I hadn’t heard about the Monuments Men until my friend Cara Putman wrote the novel Shadowed by Grace. I featured her with her book on this blog on January 21. When I read her novel, set in Italy, I became fascinated by this part of American and world history that I hadn’t even known about. The work of the Monuments Men continues through The Monuments Men Foundation (http://www.monumentsmenfoundation.org/). Although the Monuments Men found, recovered, and returned millions of pieces of artwork to their rightful owners, some artwork is still missing. They’re working to find these missing pieces of artwork.
Cara’s romantic suspense novel is fiction. But she researched the Monuments Men and included as much actual history in the novel as she could.
George Clooney, after reading the book Monument Men, written by one of the actual museum curators who was one of the Monuments Men, felt this story needed to be told. He put together a screenplay, directed, produced, and starred in the film. As with Cara's novel, many of the interactions between the characters in the movie were created by Mr. Clooney. But the historical events and significance of them are authentic.
The movie opened nationwide yesterday. James and I went. I came away in awe of what these men had done. Museum curators and men who worked in art restoration left their comfortable lives and families to join the end of the war, trying to save art that Hitler and his men were determined to either steal or destroy.
I loved the movie. It isn’t a Christian movie and war is hell, but the story was told with a very minimum amount of bad language, and none of it was gratuitous. I know in a war, lots of men express their frustration, anger, and fear with bad language.

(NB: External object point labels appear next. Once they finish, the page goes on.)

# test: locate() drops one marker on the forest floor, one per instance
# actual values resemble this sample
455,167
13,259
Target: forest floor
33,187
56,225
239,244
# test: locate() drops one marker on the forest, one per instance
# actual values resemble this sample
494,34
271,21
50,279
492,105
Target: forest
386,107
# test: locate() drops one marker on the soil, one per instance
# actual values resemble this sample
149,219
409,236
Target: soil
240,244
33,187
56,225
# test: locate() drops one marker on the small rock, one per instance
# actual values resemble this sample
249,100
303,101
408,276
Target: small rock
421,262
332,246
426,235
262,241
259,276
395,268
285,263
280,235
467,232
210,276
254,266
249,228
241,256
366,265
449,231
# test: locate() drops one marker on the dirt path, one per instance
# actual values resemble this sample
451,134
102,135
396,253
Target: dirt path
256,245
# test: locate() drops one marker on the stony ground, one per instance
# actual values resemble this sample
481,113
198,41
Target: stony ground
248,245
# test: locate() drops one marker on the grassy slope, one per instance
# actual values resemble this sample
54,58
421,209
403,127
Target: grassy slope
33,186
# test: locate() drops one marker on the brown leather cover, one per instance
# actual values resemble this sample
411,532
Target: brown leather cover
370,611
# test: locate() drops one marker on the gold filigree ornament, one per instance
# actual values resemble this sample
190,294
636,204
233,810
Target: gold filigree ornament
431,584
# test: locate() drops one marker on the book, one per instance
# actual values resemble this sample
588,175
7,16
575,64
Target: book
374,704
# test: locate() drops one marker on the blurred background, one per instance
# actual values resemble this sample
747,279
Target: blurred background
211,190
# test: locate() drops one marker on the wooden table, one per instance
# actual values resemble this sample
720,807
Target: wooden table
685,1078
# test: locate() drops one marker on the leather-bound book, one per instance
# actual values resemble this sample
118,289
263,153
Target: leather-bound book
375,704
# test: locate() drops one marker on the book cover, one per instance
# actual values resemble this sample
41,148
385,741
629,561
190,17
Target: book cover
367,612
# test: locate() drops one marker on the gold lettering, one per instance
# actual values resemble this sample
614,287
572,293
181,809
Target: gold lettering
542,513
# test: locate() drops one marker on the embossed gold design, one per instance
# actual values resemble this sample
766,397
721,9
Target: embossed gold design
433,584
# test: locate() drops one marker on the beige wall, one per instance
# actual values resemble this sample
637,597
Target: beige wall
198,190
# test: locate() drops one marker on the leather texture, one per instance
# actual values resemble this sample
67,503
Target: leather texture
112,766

The cinematography was beautiful, even when stark. Mr. Clooney chose an amazing cast, who made me believe they actually were the Monuments Men. I’ll never look at Hugh Bonneville the same after his wonderful performance. And I even forgot that was George Clooney on the screen instead of Frank Stokes. And one of the most heart wrenching scenes of the mover was with Bill Murray and Bob Balaban, and Cate Blanchett displayed a wide range of emotions.
I think that every American should see this film. We don’t need to forget the wide range of atrocities that were perpetuated by Hitler. We know about the death camps, but he engineered so much more.